The Docker on YARN story is separate and distinct from Hadoop on Docker, which is also being worked on, and will bring bigger benefits when it eventually comes. But getting Hadoop on Docker will require some architectural decisions to be made, and is still a ways off, Templeton says.
YARN is up for some other changes with Hadoop 3. One of those involves the addition of resource types, which Templeton says will give users more control over how hardware resources, including new processor types like GPUs and FPGAs, are allocated and consumed.
“In Hadoop today your cluster is defined as CPU and memory, period. This is the only thing you can keep track of in your cluster. Not disk. Not I/O. Not GPU. Not nothing. With resource types, it allows administrators to define custom resources. They can say ‘This is disk, this is GPU, this is FPGA.’ And then YARN keeps track of them.”

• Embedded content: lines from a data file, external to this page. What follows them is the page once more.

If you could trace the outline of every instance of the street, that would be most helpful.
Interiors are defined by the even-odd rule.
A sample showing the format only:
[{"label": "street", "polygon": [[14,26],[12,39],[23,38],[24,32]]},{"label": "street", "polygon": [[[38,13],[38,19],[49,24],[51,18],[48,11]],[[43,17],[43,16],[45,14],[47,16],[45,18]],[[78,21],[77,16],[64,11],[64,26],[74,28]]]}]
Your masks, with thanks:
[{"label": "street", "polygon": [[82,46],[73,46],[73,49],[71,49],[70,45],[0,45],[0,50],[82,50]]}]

Some of the large Hadoop users have expressed interest in using GPUs and FPGAs for scientific and deep learning workloads, and support for resource types in YARN will give those customers a better capability to tailor workloads to those resources.
“There were a couple of different folks who came to the table and said ‘Hey I’d like to add FPGAs or GPUs as first class citizens, right along with CPU and memory,'” Templeton says. “And we said, instead of doing one more custom add-on, how about we make it generic? So if you run a job on a node with a GPU, there’s now one less GPU available until that job is done. That will open up a bunch of new use cases as well.”
Another new YARN feature in Hadoop 3 is the addition of the application service timeline, or ATS, which is billed as a universal history server for Hadoop applications. Currently in Hadoop 2, users must start the history server for each engine they use. With Hadoop 3, any application will be able to look up the history without requiring individual history servers to be installed.
More optimizations of the YARN job scheduler are also in order with Hadoop 3, Templeton says. There currently two main types of schedulers used in Hadoop — the fair scheduler, which Cloudrera favors, and the capacity scheduler, which Hortonworks favors, he says. With the new pre-emption changes that are slotted for the fair scheduler, YARN will better allocate resources among groups of competing users.
There’s also a new opportunistic container capability coming in YARN in Hadoop 3 that essentially tries to fill in all the gaps in the schedule with low SLA workloads. The work has been driven largely by Microsoft, Templeton says. However, the code is not there yet for opportunistic containers. “It may not make it for Hadoop 3,” he says.